ARM assembly - most occuring mnemonics
Jul 23, 2017
3 minute read

Learning ARM assembly seems daunting at first. The documentation I used for this is here. Even when focusing on Chapter 13 (A32 and T32 Instructions), the number of mnemonics remains pretty large.
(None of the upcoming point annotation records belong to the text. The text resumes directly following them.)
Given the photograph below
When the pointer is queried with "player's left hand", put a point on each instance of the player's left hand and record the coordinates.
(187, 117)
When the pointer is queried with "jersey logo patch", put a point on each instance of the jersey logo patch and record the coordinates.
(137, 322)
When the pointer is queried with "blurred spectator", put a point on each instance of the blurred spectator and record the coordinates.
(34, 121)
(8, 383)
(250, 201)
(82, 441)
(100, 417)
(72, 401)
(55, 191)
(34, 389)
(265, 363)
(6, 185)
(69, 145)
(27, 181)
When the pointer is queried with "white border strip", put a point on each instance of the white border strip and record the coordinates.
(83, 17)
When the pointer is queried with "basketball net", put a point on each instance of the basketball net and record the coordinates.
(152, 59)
So I adopted a pragmatic approach and studied what mnemonics of A32 and T32 instructions appear in my Raspberry Pi’s libc, namely:

pi@raspwn:~$ /lib/arm-linux-gnueabihf/
GNU C Library (Debian GLIBC 2.19-18+deb8u10) stable release version 2.19, by Roland McGrath et al.
Compiled by GNU CC version 4.8.4.
Compiled on a Linux 3.16.7 system on 2017-06-19.

I thus focused on instructions of the aforementioned Chapter 13, putting aside all advanced SIMD instructions (mostly v* instructions) of chapter 14. I extracted the information summed up in the table below, where NOO means Number Of Occurences and M means Mnemonic (mnemonics can be prepended with a condition code, an optional suffix such as s, etc). “Mnemonics” with a * stand for multiple mnemonics, namely:

  • b*: b, bl, blx, blxns, bx, bxns, bxj
  • ldr*: ldr, ldrd
  • cm*: cmp, cmn
  • str*: str, strb, strh, strd, strt, strbt, strht
  • mcr*: mcr, mcr2
  • strex*: strex, strexb, strexh, strexd
  • ldrex*: ldrex, ldrexb, ldrexh, ldrexd
  • uxt*: uxtab, uxtab16, uxtah, uxtb, uxtb16, uxth
  • rev*: rev, rev16, revsh
  • pl*: pld, pldw, pli
  • sxt*: sxtab, sxtab16, sxtah, sxtb, sxtb16, sxth
  • uqsub*: uqsub8, uqsub16
  • stc*: stc, stc2
  • cdp*: cdp, cdp2
  • mrc*: mrc, mrc2
  • mcrr*: mcrr, mcrr2
  • ldc*: ldc, ldc2
51449 b* 1402 lsl 392 asr 31 rsc
48731 ldr* 1392 orr 319 sbc 26 uqsub*
37910 mov 1010 bic 316 adc 17 ror
25452 cm* 938 svc 255 nop 16 stc*
23701 str* 900 lsr 144 rev* 11 cdp*
22424 add 768 mul 122 mla 6 mrc*
8137 and 706 mcr* 89 smull 5 umlal
7822 sub 678 strex* 86 umull 4 movt
3958 pop 678 ldrex* 60 pl* 3 mrs
2653 rsb 534 stm 57 clz 2 msr
2463 push 479 eor 51 sxt* 2 mcrr*
1923 mvn 426 ldm 39 teq 1 smlal
1460 tst 403 uxt* 38 smla 1 ldc*

The total number of occurences from that table is 250490 for 52 groups of mnemonics. Learning the 11 most used ones (from b* to push) should allow to read 94% of the (non-v*) glibc disassembly. All of a sudden, learning ARM assembly does not look herculean anymore 😄 One should however be aware that this study has been done on a single libc, compiled with one gcc version (that in particular does not produce thumb instructions). So there is no claim of universality whatsoever.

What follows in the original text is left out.